Several years would elapse before Emery would introduce the concept of Open Systems and more years would pass before Senge and others would introduce Systems Thinking into the OD field. However, Lewin had already theorized the notion that human behavior is the systemic function of the person in the environment. His equation B = f (p,e) communicates that new behavior (B) is the result of change as actions are performed by the person (p) in a given environment (e) that is not static.
Lewin’s Force Field Analysis is a model that has evolved into a very useful technique that can be effectively applied when change agents need to understand the forces that are driving and restraining a given change. Lewin understood that any actions toward change would be met by opposing reactions. The model he proposed had a graphical representation called the Force Field Analysis diagram. The diagram contained the definition of the problem and the representation of the driving and restraining forces.

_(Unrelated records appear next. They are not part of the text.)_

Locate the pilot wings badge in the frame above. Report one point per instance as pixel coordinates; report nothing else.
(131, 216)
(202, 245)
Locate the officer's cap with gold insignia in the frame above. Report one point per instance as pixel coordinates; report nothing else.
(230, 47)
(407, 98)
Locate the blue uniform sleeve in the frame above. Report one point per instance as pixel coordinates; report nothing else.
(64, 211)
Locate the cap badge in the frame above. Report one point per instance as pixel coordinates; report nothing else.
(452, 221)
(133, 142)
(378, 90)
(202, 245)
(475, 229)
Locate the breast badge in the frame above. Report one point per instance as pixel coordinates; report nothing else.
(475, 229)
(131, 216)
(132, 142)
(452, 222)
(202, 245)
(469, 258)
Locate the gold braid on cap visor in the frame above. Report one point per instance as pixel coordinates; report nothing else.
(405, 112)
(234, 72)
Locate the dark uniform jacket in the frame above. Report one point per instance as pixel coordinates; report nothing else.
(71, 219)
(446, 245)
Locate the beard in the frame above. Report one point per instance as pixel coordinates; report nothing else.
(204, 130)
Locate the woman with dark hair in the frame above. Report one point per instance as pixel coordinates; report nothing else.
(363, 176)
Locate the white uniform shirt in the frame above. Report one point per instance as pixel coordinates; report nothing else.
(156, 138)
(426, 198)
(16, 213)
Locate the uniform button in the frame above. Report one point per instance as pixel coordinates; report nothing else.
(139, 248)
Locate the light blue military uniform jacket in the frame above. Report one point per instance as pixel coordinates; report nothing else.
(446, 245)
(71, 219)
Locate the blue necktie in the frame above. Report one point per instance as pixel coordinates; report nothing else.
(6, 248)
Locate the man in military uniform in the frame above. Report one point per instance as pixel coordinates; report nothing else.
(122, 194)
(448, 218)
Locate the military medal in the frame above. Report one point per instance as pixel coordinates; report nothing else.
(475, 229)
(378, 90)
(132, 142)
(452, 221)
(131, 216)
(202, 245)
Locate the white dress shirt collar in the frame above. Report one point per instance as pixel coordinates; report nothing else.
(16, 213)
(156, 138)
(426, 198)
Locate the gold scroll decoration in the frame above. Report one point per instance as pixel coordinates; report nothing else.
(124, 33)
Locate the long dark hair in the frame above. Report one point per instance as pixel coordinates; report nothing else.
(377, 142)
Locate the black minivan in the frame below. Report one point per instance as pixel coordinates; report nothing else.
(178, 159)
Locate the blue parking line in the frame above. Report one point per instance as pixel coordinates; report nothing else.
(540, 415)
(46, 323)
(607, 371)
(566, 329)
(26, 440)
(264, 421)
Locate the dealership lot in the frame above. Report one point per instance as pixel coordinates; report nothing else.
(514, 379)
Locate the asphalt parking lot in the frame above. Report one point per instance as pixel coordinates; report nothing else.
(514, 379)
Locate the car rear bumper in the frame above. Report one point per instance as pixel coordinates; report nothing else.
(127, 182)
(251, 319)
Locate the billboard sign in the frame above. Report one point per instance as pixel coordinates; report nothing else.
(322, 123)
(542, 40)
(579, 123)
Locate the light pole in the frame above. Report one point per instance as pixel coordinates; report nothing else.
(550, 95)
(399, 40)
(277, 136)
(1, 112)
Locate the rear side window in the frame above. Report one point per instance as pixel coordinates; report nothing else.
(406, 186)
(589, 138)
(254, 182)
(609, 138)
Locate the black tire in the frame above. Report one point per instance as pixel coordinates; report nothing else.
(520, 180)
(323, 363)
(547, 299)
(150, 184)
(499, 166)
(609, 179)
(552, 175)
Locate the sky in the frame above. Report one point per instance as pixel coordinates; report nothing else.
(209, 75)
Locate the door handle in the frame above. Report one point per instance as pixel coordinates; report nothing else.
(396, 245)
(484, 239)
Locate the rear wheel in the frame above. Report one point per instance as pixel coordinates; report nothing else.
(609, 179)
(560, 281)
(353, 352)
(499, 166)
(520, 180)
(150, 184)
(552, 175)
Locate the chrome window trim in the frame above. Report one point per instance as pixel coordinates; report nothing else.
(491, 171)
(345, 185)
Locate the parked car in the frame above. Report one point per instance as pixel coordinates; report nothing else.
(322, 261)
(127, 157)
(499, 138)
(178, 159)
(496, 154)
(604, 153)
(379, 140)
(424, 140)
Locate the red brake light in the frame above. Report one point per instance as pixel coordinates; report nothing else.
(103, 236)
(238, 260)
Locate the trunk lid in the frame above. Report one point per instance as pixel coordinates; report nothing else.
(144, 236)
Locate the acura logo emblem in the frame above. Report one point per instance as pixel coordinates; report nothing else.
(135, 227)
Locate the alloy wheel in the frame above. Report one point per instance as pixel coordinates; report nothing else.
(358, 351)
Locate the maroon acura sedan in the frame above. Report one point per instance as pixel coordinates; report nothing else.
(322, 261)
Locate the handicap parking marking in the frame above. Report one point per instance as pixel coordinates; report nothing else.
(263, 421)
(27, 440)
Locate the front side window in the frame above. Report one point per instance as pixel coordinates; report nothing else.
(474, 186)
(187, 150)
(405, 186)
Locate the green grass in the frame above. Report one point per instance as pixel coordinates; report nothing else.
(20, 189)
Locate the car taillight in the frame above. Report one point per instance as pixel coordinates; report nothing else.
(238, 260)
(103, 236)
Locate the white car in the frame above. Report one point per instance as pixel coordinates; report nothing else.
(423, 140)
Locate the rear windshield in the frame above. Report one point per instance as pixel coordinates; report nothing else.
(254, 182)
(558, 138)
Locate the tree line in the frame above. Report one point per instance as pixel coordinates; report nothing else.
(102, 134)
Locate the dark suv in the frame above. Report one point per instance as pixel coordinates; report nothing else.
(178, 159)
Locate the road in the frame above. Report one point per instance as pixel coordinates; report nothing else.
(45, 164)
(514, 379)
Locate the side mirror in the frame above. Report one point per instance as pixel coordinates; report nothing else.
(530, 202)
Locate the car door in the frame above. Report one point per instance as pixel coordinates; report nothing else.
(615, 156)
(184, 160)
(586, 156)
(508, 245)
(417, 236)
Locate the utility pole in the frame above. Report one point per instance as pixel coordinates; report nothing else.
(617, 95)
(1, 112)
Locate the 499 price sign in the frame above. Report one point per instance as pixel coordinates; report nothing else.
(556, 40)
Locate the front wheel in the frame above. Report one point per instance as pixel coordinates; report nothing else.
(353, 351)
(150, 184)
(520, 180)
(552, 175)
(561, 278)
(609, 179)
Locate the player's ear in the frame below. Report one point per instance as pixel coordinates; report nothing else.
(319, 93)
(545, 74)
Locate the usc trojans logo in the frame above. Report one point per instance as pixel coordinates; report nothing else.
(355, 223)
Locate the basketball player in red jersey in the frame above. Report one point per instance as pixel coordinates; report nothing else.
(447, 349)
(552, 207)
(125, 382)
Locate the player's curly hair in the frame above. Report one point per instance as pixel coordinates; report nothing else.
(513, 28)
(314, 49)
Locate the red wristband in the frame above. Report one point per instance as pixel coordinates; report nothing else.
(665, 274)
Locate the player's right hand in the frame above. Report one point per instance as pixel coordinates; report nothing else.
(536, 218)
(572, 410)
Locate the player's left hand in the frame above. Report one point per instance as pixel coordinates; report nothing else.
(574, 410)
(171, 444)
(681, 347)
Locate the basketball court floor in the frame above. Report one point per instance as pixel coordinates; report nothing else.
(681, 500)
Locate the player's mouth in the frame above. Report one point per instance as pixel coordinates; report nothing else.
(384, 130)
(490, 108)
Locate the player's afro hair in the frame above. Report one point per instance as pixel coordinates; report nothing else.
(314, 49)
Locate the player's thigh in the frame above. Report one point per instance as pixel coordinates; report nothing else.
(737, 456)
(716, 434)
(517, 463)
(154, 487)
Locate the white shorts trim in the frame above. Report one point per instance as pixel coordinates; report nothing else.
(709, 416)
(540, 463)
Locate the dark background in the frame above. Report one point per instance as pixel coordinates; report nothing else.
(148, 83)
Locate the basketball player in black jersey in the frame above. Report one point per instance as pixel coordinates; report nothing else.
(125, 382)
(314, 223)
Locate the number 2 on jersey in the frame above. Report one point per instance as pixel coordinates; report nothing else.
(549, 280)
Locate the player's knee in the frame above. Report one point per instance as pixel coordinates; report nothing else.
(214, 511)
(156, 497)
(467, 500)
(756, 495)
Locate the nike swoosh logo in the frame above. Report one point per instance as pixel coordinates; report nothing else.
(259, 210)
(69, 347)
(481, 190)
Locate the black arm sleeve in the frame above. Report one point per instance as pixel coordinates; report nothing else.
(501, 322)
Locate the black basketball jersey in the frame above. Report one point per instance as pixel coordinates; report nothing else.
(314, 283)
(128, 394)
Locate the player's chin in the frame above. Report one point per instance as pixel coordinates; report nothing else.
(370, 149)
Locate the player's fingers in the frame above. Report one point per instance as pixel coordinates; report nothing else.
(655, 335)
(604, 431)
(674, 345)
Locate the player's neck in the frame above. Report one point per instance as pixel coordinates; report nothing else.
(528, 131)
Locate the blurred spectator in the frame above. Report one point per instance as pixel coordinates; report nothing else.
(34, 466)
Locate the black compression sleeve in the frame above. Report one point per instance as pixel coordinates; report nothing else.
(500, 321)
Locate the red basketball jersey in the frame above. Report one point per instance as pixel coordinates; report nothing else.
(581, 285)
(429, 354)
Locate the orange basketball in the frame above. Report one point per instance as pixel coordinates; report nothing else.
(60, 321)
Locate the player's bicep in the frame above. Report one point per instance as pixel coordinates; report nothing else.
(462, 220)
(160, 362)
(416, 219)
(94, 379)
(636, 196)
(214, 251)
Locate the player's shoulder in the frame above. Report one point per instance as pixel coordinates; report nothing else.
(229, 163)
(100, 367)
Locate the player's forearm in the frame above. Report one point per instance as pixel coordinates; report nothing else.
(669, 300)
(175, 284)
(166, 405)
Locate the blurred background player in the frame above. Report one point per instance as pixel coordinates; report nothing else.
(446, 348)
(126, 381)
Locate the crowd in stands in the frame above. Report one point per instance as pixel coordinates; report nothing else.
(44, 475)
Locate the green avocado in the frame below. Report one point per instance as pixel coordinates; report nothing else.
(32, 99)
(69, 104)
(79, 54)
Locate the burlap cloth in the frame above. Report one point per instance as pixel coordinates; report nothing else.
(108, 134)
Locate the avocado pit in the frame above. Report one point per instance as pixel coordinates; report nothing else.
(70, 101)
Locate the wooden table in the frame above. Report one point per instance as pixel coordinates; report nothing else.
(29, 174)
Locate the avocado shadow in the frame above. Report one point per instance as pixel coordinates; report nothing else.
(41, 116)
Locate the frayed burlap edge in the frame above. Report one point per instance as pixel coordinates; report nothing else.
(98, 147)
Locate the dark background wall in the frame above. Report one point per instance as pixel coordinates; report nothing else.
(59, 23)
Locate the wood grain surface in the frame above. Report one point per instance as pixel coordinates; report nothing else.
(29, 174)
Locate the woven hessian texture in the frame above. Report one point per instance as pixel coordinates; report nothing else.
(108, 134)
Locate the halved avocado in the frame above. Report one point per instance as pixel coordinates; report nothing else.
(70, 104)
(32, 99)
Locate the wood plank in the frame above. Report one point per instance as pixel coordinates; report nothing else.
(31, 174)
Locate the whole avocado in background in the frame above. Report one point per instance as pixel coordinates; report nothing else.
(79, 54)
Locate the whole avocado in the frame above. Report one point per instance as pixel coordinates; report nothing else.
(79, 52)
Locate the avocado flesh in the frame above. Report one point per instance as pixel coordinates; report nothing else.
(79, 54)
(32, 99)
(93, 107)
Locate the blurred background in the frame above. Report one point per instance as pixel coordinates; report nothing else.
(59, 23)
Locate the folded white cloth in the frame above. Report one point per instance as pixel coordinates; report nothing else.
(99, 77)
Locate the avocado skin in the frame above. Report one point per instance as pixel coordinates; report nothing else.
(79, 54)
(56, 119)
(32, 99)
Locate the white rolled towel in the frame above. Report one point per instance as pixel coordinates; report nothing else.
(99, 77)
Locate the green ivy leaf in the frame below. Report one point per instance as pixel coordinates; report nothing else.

As indicated, Lewin’s model on Change Process deals with the same behavior, person and environment variables. However it proposes a set of actions to be taken to enable change. The first action is unfreezing, which is meant to create a motivation and readiness for change. In the behavior model, unfreezing deals primarily with the person (p). The second is changing through cognitive restructuring. This is the actual change to the environment (e). In this step, the subjects (p) are made aware of the changes to the environment (e) and new relationships with this environment are formed through training, mentoring, role changes, new information, etc. The final action is refreezing, which is the integration of the new behaviors resulting from the change. In this model we can see how new behaviors can be formed as a result of the changes in both the person and the environment.
Action Research is a core model in the OD arsenal. Lewin only wrote 20 pages on Action Research which gave way to volumes of reviews and books on the subject. He did not intend for his Action Research to be a consulting recipe. Lewin developed the model to illustrate how an external person to the organization should proceed in order to have the greatest effect in solving a problem or effecting change. He believed, as previously stated, that one cannot understand a system until a change is attempted. Action Research is exactly that, taking action as research is conducted.
Lewin made defining contributions in a number of areas that impacted the evolution of OD. He was a humanist, starting with his reformation ideas in Germany to his thoughts that people could find self-realization in jobs. His contributions range from group dynamics to action research. He was instrumental in deepening the understanding of social behavior through group controlled experimentation. Lewin’s legacy excites dialogue, practice and new learning today as much as it did over 60 years ago. He was a master theorist. His best known quotation is “there is nothing so practical as a good theory.”